Friday, February 1, 2008
Springfield Gets Its Money Back--What About Maine?
Merrill admits to at least one screw-up. Wall Street brokerage Merrill Lynch & Co. late yesterday agreed to reimburse the City of Springfield (MA) for nearly $14 million in risky investments which its brokers sold to the city last spring and which have since lost 90% of their value. The announcement caught my attention because (a) I grew up in Springfield's suburbs and (b) Merrill created a similar mess in Maine. You will recall that last July Maine's Treasurer was suckered by Merrill brokers into sinking $20 million from the state's cash pool into the infamous MaineFail fund. Oops, did I say MaineFail? I meant MainSail.

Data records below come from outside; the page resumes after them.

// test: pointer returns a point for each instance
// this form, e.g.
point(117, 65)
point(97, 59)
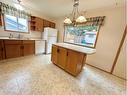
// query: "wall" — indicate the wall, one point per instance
point(109, 36)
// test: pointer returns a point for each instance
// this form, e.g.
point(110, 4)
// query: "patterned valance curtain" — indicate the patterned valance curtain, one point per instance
point(95, 21)
point(6, 9)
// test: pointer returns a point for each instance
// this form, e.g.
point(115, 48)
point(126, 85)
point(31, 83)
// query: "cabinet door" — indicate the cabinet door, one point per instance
point(28, 49)
point(54, 54)
point(46, 23)
point(12, 51)
point(39, 24)
point(71, 62)
point(52, 25)
point(62, 55)
point(74, 62)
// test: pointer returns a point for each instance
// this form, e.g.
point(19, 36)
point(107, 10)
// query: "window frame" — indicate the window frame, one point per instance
point(28, 32)
point(80, 44)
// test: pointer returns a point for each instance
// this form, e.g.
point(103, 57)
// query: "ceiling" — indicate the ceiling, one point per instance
point(58, 8)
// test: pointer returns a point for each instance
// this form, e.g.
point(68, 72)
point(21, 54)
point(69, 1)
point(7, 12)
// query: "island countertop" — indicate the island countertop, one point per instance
point(77, 48)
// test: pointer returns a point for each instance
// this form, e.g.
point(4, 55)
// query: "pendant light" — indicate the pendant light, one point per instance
point(75, 16)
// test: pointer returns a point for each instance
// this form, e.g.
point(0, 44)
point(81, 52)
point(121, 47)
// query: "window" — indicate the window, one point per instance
point(81, 35)
point(13, 23)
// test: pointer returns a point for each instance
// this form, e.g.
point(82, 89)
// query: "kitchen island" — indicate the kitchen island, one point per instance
point(70, 58)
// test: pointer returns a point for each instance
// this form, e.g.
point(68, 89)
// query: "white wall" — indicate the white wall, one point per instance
point(109, 36)
point(31, 34)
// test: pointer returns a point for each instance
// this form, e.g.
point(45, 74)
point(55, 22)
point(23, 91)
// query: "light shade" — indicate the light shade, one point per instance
point(81, 19)
point(18, 6)
point(67, 21)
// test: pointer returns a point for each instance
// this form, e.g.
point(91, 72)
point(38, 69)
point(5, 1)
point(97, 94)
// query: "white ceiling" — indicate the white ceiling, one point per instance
point(58, 8)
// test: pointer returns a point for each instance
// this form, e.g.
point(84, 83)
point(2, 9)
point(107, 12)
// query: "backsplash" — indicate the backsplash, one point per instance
point(31, 34)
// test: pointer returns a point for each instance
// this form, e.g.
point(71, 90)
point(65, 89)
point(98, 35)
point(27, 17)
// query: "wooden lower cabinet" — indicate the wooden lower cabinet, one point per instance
point(62, 57)
point(54, 54)
point(12, 51)
point(69, 60)
point(28, 49)
point(18, 48)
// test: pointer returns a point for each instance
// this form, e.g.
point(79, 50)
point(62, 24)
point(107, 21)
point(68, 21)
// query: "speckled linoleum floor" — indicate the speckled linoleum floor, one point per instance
point(35, 75)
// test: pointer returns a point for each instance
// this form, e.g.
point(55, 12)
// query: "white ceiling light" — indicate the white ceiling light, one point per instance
point(18, 5)
point(76, 17)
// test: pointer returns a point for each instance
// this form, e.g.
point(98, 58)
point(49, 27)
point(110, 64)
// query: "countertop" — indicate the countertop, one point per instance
point(77, 48)
point(7, 38)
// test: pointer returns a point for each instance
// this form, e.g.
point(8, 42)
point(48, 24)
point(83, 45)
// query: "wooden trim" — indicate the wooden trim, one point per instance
point(98, 68)
point(119, 49)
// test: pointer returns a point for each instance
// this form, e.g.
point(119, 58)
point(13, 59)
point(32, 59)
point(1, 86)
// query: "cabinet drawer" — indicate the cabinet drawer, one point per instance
point(12, 42)
point(28, 42)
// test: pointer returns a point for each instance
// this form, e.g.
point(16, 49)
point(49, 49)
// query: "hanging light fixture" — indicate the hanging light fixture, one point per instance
point(76, 16)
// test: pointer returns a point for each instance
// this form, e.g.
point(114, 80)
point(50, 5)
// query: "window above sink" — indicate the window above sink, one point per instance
point(13, 23)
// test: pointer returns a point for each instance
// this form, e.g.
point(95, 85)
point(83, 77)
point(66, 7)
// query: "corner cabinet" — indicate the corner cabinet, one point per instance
point(69, 60)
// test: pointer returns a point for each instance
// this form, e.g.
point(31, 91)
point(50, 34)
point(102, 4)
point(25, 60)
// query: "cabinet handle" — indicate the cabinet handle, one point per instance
point(67, 53)
point(58, 50)
point(2, 49)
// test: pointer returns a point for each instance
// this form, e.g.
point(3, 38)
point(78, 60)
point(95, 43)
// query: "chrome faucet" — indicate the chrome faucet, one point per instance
point(20, 36)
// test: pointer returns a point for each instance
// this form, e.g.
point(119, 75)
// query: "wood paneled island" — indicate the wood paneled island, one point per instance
point(70, 58)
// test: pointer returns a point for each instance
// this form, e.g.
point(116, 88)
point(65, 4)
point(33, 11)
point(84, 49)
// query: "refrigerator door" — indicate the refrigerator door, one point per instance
point(49, 42)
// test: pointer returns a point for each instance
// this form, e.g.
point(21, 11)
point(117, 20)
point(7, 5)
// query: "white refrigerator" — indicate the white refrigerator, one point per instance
point(50, 35)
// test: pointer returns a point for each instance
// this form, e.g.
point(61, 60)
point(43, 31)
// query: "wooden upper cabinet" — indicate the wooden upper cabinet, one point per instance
point(17, 48)
point(46, 23)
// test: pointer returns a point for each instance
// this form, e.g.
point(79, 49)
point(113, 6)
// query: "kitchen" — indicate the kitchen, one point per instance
point(42, 54)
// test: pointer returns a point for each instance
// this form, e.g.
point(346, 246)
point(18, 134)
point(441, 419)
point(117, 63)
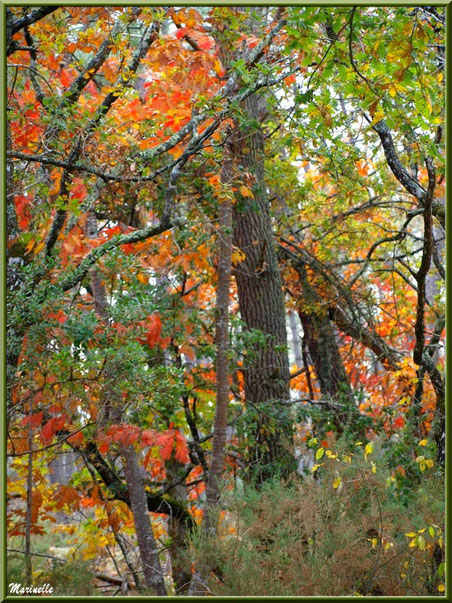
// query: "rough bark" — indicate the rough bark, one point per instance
point(321, 341)
point(147, 545)
point(261, 302)
point(222, 345)
point(295, 339)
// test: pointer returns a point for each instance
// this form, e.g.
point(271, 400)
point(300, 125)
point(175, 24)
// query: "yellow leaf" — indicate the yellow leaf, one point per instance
point(143, 278)
point(378, 116)
point(337, 482)
point(246, 192)
point(237, 256)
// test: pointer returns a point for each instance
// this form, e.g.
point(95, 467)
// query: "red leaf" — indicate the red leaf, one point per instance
point(181, 449)
point(180, 33)
point(205, 43)
point(76, 439)
point(22, 203)
point(34, 420)
point(165, 442)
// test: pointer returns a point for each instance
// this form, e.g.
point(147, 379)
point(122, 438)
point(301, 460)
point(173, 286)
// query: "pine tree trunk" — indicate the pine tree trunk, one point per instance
point(222, 344)
point(147, 545)
point(261, 302)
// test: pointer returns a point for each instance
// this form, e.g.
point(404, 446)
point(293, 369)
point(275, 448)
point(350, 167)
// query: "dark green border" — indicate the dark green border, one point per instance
point(334, 3)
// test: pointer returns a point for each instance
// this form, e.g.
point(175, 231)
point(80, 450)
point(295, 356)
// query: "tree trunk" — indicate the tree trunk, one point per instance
point(222, 344)
point(147, 545)
point(261, 302)
point(295, 340)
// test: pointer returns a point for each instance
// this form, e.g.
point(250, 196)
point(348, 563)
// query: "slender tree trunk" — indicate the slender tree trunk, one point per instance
point(147, 545)
point(321, 341)
point(261, 302)
point(29, 512)
point(295, 339)
point(222, 344)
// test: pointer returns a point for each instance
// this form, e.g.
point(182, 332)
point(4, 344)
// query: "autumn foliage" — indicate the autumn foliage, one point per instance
point(129, 134)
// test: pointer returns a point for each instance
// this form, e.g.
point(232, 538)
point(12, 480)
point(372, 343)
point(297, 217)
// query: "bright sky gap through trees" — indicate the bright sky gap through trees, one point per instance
point(226, 300)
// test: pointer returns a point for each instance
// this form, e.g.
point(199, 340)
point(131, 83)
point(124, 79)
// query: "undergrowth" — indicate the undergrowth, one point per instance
point(344, 530)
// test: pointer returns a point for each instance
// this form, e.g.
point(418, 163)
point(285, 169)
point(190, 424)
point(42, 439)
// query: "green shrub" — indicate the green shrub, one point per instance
point(340, 531)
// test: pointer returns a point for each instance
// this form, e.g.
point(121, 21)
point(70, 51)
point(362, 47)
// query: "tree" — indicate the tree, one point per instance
point(181, 182)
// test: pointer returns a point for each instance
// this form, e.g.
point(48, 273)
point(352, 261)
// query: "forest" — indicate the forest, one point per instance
point(225, 301)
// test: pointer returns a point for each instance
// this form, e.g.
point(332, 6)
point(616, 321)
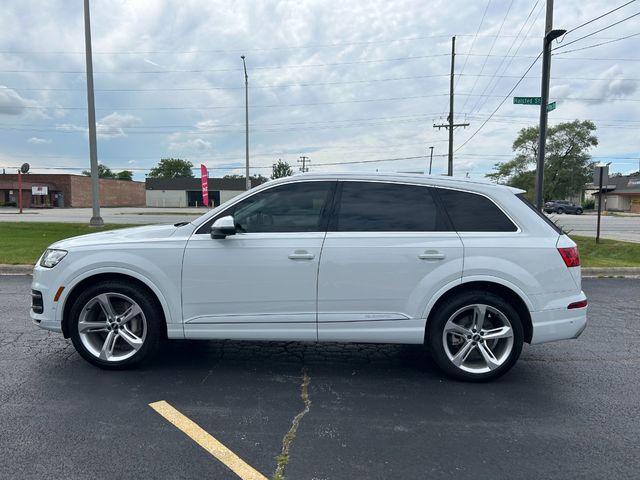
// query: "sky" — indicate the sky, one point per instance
point(353, 85)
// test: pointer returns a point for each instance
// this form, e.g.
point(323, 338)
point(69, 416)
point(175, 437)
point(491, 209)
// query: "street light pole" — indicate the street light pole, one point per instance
point(96, 219)
point(246, 121)
point(549, 36)
point(430, 160)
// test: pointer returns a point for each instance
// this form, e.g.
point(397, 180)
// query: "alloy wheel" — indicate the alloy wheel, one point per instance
point(112, 327)
point(478, 338)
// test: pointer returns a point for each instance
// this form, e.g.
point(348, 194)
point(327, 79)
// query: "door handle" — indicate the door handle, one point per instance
point(301, 255)
point(432, 255)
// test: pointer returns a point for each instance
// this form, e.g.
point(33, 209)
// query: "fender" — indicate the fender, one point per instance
point(172, 330)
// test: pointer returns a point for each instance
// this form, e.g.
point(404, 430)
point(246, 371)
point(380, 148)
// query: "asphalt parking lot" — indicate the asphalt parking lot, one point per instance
point(567, 410)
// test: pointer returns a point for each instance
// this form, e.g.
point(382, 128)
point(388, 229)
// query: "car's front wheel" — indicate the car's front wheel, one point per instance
point(115, 325)
point(476, 336)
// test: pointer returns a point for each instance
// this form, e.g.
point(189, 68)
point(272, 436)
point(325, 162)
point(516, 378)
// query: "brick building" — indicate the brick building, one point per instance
point(66, 190)
point(187, 192)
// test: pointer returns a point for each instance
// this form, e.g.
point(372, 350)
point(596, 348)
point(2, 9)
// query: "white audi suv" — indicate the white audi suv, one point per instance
point(469, 269)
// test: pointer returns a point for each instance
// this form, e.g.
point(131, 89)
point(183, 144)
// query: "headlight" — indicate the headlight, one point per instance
point(52, 257)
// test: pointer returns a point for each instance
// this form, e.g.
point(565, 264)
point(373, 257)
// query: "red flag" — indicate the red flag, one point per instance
point(204, 178)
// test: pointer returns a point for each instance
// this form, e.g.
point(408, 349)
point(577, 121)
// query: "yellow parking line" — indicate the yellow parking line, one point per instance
point(206, 441)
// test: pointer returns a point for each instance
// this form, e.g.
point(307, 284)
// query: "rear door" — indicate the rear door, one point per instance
point(389, 248)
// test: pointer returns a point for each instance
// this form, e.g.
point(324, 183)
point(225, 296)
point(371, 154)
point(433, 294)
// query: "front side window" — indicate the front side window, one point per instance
point(294, 207)
point(387, 207)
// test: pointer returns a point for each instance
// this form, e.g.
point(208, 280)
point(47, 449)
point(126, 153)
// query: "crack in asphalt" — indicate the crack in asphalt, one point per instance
point(283, 458)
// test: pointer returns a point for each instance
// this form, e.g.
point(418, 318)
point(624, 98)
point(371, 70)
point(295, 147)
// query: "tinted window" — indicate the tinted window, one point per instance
point(386, 207)
point(296, 207)
point(470, 212)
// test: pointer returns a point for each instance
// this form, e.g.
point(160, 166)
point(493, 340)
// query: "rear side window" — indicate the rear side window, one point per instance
point(539, 213)
point(387, 207)
point(470, 212)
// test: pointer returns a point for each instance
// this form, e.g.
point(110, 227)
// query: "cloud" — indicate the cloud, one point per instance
point(38, 141)
point(113, 125)
point(612, 84)
point(193, 144)
point(11, 103)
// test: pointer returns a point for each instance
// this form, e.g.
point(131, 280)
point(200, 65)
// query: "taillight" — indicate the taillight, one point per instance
point(570, 256)
point(580, 304)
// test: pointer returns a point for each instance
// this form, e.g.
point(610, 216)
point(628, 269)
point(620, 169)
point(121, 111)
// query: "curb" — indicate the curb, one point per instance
point(587, 272)
point(591, 272)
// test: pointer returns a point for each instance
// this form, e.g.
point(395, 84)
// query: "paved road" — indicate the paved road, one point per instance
point(616, 227)
point(109, 215)
point(611, 226)
point(567, 410)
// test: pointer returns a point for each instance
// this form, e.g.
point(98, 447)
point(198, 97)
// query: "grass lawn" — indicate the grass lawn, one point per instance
point(608, 253)
point(23, 242)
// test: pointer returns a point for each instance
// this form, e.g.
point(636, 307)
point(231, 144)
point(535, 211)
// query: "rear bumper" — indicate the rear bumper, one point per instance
point(558, 324)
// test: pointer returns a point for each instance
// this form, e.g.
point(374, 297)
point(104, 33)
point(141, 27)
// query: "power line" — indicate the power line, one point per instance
point(490, 50)
point(123, 72)
point(473, 42)
point(478, 105)
point(596, 18)
point(204, 89)
point(501, 103)
point(564, 45)
point(602, 43)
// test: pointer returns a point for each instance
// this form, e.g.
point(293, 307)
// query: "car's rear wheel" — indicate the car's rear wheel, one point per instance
point(115, 325)
point(477, 336)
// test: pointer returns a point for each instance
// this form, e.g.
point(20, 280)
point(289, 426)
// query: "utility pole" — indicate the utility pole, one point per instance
point(96, 219)
point(304, 160)
point(430, 160)
point(549, 36)
point(451, 125)
point(246, 122)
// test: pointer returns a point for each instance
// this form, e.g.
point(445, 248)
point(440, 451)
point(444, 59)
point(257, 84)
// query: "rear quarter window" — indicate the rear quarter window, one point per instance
point(471, 212)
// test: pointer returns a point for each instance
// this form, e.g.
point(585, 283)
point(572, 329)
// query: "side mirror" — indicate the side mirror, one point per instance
point(223, 227)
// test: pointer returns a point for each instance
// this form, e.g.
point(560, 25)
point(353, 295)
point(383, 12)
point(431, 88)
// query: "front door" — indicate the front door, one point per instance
point(260, 283)
point(388, 250)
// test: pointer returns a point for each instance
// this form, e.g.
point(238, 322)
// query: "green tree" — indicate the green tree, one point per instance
point(281, 169)
point(103, 172)
point(172, 168)
point(568, 164)
point(125, 175)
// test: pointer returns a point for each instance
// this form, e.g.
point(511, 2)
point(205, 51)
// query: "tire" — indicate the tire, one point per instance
point(469, 355)
point(131, 333)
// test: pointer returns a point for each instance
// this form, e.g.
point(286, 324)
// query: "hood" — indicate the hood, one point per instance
point(122, 235)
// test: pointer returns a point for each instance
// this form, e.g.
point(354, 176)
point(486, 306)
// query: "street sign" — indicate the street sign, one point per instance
point(527, 100)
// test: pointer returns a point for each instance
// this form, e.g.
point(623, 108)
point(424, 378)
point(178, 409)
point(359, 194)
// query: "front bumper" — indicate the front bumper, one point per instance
point(44, 282)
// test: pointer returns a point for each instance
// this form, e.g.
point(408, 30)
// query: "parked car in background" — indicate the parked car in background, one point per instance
point(470, 269)
point(562, 206)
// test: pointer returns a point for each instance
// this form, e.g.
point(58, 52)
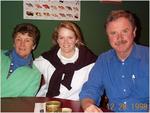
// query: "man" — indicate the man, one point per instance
point(122, 71)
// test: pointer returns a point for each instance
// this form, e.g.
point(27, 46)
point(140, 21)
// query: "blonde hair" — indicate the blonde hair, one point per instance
point(71, 26)
point(115, 14)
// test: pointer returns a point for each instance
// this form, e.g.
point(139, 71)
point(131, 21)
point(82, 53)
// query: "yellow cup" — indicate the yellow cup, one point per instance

Yesterday's deal means that Merrill will repay the city for all its holdings in collateralized debt obligations, plus another 200 grand in legal fees incurred by the city since. The city agrees not to pursue a threatened lawsuit against the firm. However, Massachusetts Attorney General Martha Coakley and Secretary of State William Galvin will continue their investigations, so Merrill is not out of the woods yet.
It remains to be seen whether Maine can extract a similar settlement. Springfield was in a strong position because Merrill had purchased the CDOs on the city's behalf without actually telling city officials until months later. Massachusetts law limits the investment of municipal cash to conservative instruments. Similarly, the primary investment objective for Maine's cash pool is the protection of principal, an objective that was poorly served when MainSail's assets were frozen in August.
In Maine's case it appears that the State Treasurer had an opportunity to perform some due diligence before signing off on the MainSail investment being pushed by Merrill. But that's OK, he has promised that it won't happen again, ever.